Doubles détente...
Imaginez que la faucheuse passe vous souhaiter bonjour et parte hâtivement en vous permettant de revenir bientôt pour vous faucher l'âme, et elle vous informe que vous aurez une visite de sa cousine la maladie, qui va venir vous annoncer qu'elle a deux choix à vous proposer. Elle passera vers la nuit, tardivement,
La faucheuse part au galop finir quelqu'un car son karma lui est soldé.
Vers deux heures du matin, elle est là comme promis et elle tape à la porte de votre subconscient, vous qui dormiez paisiblement.
Elle vous présente les choix promis qui sont les suivants.

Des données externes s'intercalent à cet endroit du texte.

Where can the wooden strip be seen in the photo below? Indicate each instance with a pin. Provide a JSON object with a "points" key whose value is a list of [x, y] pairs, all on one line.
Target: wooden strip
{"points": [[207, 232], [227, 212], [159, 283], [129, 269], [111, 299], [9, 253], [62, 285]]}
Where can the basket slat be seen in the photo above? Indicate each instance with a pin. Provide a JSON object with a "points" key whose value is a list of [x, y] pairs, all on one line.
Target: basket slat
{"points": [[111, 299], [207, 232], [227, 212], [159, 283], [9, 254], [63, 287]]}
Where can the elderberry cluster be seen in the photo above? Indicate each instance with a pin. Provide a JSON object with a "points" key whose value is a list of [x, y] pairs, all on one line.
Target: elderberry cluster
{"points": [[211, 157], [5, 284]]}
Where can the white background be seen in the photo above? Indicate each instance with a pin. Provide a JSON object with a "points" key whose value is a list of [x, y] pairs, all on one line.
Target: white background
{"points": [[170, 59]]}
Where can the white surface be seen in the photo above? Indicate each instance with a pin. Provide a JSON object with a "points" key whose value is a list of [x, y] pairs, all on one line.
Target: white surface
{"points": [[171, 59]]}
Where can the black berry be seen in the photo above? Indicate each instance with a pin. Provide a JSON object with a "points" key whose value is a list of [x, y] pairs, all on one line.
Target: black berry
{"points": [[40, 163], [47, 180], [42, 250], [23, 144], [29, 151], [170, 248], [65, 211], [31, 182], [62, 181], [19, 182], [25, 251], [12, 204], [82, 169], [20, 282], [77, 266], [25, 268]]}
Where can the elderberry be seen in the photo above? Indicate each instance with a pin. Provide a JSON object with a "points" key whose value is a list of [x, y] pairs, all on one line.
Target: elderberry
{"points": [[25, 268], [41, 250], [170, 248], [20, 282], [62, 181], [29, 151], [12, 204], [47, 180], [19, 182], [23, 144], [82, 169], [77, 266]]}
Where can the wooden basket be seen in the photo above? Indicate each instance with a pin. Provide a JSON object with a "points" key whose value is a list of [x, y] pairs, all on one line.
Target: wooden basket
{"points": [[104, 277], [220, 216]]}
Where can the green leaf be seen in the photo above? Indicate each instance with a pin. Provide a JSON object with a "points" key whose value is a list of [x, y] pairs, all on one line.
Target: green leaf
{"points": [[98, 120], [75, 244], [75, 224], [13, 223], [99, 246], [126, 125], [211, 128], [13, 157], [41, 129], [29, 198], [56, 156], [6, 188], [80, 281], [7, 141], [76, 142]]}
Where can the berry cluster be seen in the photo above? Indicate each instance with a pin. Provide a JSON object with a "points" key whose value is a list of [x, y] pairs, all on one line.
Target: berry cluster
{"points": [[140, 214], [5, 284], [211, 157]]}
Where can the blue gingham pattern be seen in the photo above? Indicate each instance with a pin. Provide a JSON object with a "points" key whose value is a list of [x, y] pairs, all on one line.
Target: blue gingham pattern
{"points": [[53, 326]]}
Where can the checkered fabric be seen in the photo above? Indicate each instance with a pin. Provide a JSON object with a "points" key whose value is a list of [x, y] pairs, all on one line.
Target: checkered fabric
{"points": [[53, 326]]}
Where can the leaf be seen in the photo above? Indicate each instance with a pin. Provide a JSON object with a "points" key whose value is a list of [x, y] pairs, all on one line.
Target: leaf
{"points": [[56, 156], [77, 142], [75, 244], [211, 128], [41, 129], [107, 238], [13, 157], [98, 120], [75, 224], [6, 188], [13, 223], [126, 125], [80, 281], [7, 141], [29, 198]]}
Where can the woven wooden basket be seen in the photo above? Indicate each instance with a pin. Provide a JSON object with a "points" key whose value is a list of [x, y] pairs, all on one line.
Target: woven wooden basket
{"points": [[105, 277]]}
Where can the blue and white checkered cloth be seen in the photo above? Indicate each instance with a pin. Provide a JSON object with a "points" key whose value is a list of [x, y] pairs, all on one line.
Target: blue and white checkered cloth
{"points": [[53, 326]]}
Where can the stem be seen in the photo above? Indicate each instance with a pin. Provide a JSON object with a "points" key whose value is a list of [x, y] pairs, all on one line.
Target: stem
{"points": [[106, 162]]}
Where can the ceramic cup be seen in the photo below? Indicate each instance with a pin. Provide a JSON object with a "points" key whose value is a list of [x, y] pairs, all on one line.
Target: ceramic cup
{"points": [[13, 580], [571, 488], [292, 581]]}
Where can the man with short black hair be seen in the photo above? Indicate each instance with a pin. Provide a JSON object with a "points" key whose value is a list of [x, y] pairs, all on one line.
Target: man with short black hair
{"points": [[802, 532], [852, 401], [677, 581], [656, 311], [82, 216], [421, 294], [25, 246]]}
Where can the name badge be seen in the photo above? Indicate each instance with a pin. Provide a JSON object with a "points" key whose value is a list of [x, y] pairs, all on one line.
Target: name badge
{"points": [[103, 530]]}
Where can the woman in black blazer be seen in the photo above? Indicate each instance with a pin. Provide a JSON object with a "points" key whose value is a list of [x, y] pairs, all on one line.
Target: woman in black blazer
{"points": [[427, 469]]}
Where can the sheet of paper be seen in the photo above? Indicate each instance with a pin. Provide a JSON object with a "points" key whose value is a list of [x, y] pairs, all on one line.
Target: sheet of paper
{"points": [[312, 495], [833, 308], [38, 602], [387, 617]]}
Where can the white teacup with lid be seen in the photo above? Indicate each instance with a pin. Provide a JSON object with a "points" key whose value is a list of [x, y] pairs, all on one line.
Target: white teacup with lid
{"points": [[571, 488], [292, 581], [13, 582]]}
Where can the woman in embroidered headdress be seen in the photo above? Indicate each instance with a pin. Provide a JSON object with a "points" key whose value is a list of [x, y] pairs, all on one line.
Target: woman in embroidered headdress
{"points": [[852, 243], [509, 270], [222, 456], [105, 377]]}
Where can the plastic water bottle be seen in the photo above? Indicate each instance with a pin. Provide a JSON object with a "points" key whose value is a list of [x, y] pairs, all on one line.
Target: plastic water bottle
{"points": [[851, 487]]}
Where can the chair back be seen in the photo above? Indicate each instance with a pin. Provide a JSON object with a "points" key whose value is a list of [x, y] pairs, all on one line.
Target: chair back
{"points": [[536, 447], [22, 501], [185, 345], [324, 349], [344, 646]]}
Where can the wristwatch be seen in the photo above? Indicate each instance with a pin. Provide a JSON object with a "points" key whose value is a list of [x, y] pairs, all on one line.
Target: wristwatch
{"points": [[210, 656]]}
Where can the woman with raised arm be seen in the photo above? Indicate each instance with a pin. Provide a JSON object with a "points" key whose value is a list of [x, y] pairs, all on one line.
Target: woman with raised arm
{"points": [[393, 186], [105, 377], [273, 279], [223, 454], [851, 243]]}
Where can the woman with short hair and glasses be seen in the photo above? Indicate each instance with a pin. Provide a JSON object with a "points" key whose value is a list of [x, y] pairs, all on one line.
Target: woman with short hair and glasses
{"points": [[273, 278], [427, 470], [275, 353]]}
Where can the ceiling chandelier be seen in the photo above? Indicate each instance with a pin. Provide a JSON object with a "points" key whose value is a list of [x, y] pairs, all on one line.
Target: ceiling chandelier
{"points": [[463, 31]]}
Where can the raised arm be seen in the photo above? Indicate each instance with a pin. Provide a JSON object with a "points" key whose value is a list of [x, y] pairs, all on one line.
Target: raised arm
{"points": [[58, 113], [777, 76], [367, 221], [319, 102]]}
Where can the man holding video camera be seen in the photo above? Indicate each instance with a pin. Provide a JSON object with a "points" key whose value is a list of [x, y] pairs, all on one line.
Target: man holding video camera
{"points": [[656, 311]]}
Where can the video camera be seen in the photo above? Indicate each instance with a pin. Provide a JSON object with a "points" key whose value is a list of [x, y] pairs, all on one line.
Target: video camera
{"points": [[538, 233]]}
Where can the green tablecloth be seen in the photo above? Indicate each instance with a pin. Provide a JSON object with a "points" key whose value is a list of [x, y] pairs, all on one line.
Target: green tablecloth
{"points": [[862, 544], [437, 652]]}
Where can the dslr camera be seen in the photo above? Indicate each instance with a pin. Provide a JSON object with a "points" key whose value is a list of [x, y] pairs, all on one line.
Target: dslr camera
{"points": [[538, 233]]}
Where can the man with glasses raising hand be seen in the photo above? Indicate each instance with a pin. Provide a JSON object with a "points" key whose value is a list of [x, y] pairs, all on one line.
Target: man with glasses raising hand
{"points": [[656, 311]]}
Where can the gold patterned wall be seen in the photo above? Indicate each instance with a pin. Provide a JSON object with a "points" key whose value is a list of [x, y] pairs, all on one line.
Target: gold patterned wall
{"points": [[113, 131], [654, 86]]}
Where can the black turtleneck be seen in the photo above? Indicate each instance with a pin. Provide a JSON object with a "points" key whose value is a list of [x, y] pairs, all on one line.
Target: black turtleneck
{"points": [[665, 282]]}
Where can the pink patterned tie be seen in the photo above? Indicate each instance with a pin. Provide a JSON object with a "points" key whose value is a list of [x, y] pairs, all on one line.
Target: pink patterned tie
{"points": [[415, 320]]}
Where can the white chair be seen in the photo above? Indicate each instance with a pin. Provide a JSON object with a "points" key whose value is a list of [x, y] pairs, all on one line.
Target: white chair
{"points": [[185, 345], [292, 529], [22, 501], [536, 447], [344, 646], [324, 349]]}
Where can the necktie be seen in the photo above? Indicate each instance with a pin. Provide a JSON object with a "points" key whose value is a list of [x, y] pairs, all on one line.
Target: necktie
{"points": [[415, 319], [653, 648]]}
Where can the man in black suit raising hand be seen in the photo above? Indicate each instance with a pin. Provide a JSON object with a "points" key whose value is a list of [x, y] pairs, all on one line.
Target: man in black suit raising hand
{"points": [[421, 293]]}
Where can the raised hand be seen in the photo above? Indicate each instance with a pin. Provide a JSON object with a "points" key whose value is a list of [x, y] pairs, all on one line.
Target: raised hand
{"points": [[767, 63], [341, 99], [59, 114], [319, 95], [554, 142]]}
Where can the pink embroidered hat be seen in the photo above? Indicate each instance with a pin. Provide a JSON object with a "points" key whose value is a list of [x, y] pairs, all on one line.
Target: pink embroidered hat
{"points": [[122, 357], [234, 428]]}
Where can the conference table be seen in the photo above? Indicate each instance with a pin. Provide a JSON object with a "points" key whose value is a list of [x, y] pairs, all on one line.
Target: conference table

Le premier est de vous filer une maladie physique de haut niveau comme la maladie du défunt Stephen Hawking : paralysie intégrale de votre corps. Elle vous ajoute un conseil : réfutez ce choix car vous aurez le mal du monde, celui de rester vivant mais inerte de tout fait et geste. D'après elle, la maladie fera de vous une sculpture de chair. Elle vous parle sincèrement et vous demande de passer au deuxième choix.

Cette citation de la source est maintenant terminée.